Not from a political family.

Not from money.

Not a lawyer. (Not that there’s anything wrong with that if you are!)

Personally, often awkward. 

Instead of an Ivy League degree started right out of high school, I pursued an associate degree at community college over three years of part-time study in my late 20s, and transferred my credits to finish a Bachelor of Arts at The [infamous] Evergreen State College.

(Evergreen wasn’t infamous at the time as anything but being the rain-soaked liberal arts college Matt Groening went to.)

I was divorced, a Silicon Valley tech startup washout, halfheartedly working in internet marketing and running a political blog that had started as a space news enthusiast website, when I got involved enough in politics that I started showing up to local political party functions and volunteering.

Why me?

Well, why anyone?

Why you?

Here’s why me, and you. Or anyone.

All kinds of people are in politics. And they should be. Because democracies are supposed to be run on the informed consent of the governed (that’s us.) This form of government doesn’t work well if a lot of people from different backgrounds don’t show up and participate in the policy conversations that run our lives.

People who work in government and elected office can only know so much about things they haven’t experienced or heard about, but that you might have.

In their careers, people in government learn more about what they happen to read about, or what people come to them and tell them. But they hear a lot more from restaurant owner association lobbyists than they do from restaurant workers, or even from the owners of small, family restaurants.

You can understand the effects this might have on the kinds of policies that seem like a good idea to them, right?

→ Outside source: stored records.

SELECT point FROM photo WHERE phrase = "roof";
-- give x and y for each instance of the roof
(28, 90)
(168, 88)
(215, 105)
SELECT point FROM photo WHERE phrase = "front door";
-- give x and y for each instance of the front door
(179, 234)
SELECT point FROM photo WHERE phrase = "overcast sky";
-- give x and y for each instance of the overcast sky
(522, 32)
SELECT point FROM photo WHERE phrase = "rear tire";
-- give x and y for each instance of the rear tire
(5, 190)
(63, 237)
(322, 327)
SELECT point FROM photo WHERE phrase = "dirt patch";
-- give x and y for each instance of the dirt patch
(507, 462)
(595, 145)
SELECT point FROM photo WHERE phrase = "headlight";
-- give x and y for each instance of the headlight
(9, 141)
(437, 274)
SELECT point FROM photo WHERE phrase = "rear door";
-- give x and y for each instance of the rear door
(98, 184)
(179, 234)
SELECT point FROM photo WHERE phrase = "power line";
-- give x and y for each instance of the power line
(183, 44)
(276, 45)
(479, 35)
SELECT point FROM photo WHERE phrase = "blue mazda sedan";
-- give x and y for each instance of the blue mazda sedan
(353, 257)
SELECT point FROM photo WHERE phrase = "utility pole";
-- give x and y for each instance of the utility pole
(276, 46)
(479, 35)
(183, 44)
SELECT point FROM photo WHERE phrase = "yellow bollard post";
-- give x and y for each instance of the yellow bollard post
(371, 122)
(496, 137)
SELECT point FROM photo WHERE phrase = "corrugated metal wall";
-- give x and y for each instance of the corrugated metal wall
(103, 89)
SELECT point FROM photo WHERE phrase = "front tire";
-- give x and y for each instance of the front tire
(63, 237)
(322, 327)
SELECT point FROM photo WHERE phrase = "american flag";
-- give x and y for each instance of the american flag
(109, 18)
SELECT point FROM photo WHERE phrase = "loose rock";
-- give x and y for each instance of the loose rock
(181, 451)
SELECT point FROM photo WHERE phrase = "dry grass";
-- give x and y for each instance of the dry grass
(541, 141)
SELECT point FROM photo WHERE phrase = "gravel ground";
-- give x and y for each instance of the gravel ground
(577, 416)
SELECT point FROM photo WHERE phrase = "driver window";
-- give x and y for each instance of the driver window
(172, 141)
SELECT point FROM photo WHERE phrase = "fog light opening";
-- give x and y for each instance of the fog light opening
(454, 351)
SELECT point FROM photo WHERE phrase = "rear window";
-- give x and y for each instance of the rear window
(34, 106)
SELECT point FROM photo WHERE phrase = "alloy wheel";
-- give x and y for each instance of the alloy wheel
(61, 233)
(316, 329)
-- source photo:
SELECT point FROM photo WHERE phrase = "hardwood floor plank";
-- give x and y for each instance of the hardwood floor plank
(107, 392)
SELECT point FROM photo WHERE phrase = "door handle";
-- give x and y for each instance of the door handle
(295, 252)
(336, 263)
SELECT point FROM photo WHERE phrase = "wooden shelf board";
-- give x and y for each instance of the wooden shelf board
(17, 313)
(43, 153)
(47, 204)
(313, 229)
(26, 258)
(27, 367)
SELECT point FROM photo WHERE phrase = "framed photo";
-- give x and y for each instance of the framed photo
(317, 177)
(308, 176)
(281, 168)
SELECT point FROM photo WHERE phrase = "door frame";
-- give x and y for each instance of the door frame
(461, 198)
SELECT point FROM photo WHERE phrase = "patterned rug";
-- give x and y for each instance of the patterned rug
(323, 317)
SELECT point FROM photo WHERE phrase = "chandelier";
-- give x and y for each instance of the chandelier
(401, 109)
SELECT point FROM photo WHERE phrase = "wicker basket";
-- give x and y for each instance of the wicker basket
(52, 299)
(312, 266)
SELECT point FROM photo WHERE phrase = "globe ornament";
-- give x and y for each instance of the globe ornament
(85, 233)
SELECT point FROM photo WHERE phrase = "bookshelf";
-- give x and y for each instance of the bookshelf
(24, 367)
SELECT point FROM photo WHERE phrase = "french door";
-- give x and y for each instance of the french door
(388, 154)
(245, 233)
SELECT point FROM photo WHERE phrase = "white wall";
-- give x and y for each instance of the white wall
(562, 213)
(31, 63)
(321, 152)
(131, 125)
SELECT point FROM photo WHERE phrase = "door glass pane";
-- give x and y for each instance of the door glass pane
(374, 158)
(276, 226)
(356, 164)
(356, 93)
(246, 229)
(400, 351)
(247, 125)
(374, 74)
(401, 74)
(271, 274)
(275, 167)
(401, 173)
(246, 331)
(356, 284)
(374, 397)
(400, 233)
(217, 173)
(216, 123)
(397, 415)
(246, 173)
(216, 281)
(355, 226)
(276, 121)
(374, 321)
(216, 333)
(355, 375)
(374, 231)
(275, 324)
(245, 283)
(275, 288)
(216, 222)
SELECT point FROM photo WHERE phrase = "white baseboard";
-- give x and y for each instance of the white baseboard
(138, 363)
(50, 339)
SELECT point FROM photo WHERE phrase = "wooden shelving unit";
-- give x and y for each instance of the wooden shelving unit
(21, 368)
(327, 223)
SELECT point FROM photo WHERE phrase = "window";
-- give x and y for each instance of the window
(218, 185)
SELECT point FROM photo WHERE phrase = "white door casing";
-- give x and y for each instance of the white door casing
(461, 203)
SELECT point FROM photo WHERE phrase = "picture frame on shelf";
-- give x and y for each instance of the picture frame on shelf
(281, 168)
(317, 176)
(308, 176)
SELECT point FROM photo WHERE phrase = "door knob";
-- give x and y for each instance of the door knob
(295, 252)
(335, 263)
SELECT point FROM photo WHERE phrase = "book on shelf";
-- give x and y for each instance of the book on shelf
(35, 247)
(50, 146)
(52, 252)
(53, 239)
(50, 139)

It’s not that politicians shouldn’t hear from any particular kind of person—restaurant association lobbyists are people, too—it’s that they don’t hear enough from enough different kinds of people, because most citizens don’t act like politics is any of their business more often than maybe Election Day … even though it affects each of us, every day.

So, this series isn’t about teaching you what to say when you’re engaging in political work.

(Although we will cover some things not to say!)

This series is about having you build—or strengthen—the habits of someone who shows up for democracy as a citizen, rather than a bystander.

In a deep way, it’s about protecting the commitment to talking our problems out with each other instead of coming to blows.

Even if talking our problems out doesn’t always go so well, so long as everyone keeps their hands to themselves, everyone going home grumbly is better than how a lot of human history went. Part of getting that result is making sure people are heard so that problems aren’t ignored until they boil over.